Closed LinoMMV closed 6 months ago
Hi @LinoMMV
For "The least populated class in y has only 1 member, which is too few. The minimum number of groups for any class cannot be less than 2" I think in your generated data, you have too few minority class.
For "Input contains NaN, infinity or a value too large for dtype('float64')" did you check if your data contain NaA? I am actually not sure if dataset with missing values can calculate the pairwise correlation or not, all my experiments are conducted on dataset without missing values. Seems Support2 dataset contains quite a lot missing values.
So what I mean here is that our model can synthesize data with missing values, but our evaluation pipeline may not be tested with dataset containing missing values.
Thank you for the response. I suppose I'll stick with the statistic evaluation then.
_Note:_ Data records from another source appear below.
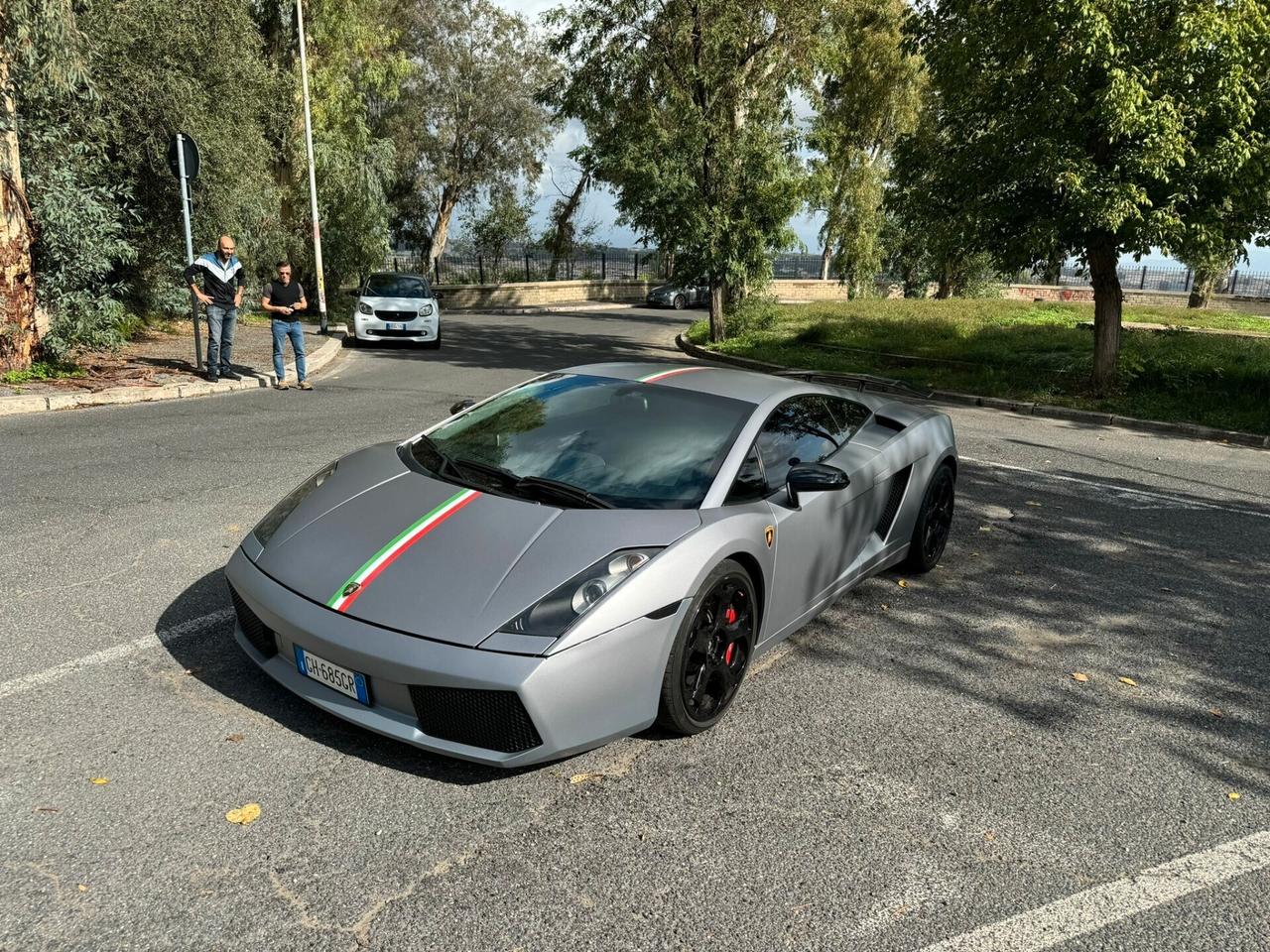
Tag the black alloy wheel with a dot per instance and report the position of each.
(711, 652)
(934, 522)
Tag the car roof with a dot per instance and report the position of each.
(751, 386)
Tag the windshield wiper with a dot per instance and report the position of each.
(445, 465)
(554, 489)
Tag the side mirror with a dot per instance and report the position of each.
(815, 477)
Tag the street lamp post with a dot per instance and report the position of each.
(313, 178)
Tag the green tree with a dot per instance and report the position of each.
(869, 96)
(688, 109)
(472, 117)
(506, 220)
(1098, 125)
(35, 35)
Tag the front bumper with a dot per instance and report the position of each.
(421, 329)
(579, 698)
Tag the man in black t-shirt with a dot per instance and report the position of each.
(284, 298)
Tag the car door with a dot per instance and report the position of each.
(821, 538)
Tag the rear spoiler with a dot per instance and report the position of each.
(860, 381)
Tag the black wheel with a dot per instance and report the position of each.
(710, 653)
(934, 521)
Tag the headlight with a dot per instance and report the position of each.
(278, 515)
(554, 613)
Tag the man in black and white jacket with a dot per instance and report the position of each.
(222, 295)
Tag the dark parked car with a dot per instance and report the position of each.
(679, 296)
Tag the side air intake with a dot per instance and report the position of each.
(898, 484)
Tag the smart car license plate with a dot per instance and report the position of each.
(341, 679)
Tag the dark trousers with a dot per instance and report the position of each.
(220, 338)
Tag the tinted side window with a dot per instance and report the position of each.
(801, 429)
(749, 483)
(849, 416)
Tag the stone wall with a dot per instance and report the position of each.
(1151, 298)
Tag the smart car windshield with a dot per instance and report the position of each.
(627, 444)
(397, 286)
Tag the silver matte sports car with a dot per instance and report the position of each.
(585, 553)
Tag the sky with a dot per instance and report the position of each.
(561, 175)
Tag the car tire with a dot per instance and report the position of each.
(934, 522)
(711, 652)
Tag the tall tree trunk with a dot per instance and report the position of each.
(717, 302)
(18, 335)
(441, 230)
(1202, 289)
(1107, 299)
(562, 238)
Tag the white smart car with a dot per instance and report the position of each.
(394, 306)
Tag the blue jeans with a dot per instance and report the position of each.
(220, 338)
(281, 331)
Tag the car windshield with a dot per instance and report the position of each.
(634, 445)
(397, 286)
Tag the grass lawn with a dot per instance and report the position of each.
(1030, 352)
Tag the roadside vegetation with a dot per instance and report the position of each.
(1034, 352)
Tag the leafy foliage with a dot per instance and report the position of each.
(1102, 126)
(689, 116)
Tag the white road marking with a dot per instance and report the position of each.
(28, 682)
(1102, 905)
(1124, 490)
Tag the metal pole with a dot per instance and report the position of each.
(190, 245)
(313, 178)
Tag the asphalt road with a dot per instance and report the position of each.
(915, 769)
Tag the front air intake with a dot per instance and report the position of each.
(255, 631)
(494, 720)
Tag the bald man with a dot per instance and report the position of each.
(222, 295)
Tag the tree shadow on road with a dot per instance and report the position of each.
(213, 657)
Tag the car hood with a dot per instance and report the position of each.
(395, 303)
(460, 576)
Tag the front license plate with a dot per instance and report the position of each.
(341, 679)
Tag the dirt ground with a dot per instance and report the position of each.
(158, 357)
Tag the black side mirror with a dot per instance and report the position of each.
(815, 477)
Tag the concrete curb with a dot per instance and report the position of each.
(112, 397)
(1192, 430)
(550, 308)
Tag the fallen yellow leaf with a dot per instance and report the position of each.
(245, 814)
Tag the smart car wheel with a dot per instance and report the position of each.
(711, 652)
(934, 521)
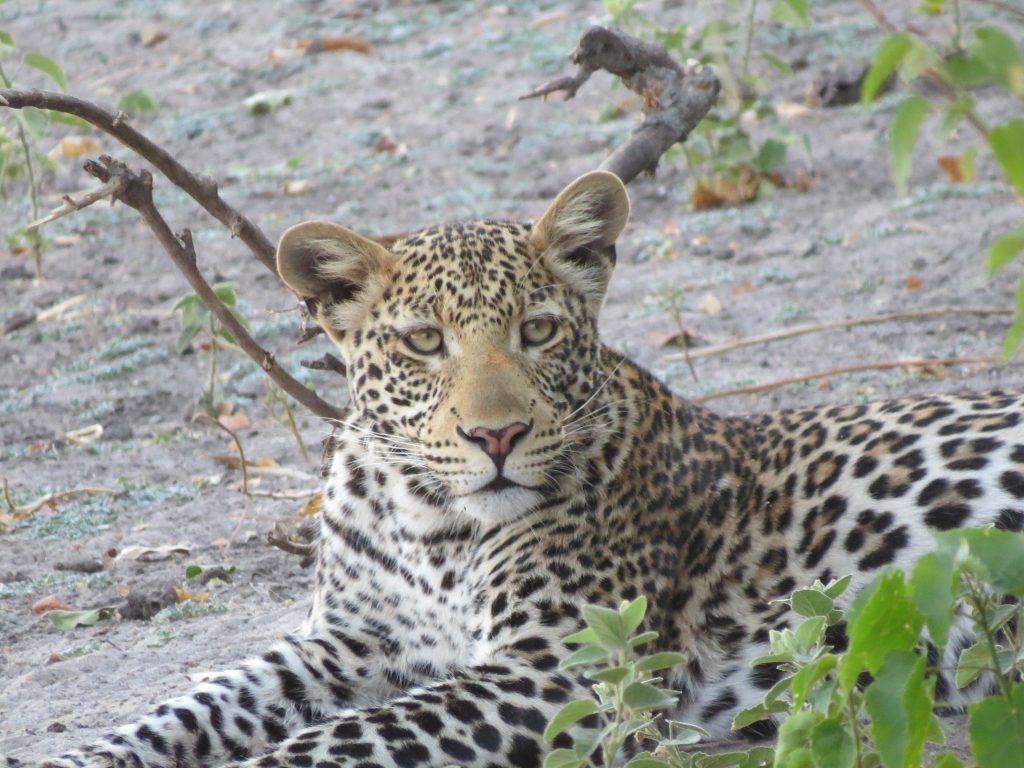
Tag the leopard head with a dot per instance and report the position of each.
(471, 349)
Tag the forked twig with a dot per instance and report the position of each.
(676, 97)
(135, 190)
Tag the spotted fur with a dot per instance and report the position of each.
(491, 479)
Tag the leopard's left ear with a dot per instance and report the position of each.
(577, 235)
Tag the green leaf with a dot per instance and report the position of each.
(899, 701)
(793, 748)
(563, 759)
(902, 136)
(974, 660)
(837, 587)
(646, 760)
(794, 12)
(1004, 250)
(832, 744)
(579, 638)
(947, 760)
(646, 696)
(777, 62)
(607, 625)
(1007, 140)
(1001, 553)
(999, 53)
(881, 619)
(69, 620)
(809, 633)
(264, 102)
(890, 52)
(659, 662)
(586, 654)
(811, 603)
(933, 587)
(770, 157)
(46, 65)
(137, 101)
(633, 613)
(568, 716)
(996, 729)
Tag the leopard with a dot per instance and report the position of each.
(498, 468)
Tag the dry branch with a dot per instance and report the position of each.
(811, 328)
(883, 366)
(202, 188)
(135, 190)
(675, 97)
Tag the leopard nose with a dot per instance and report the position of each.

I was trying to generate data for the Support2 dataset which worked fine but I am consistently getting a "The least populated class in y has only 1 member, which is too few. The minimum number of groups for any class cannot be less than 2" error while trying to do the classification evaluation. The issue can be traced back to line 77 in evaluation.py. Presumably the stratification.
I am also getting a "Input contains NaN, infinity or a value too large for dtype('float64')" error with privacy metrics, specifically while trying to calculate pairwise correlation in line 197.
I had no issues with the example datasets. I also tried a few variations with setting the columns including not using any categorical ones.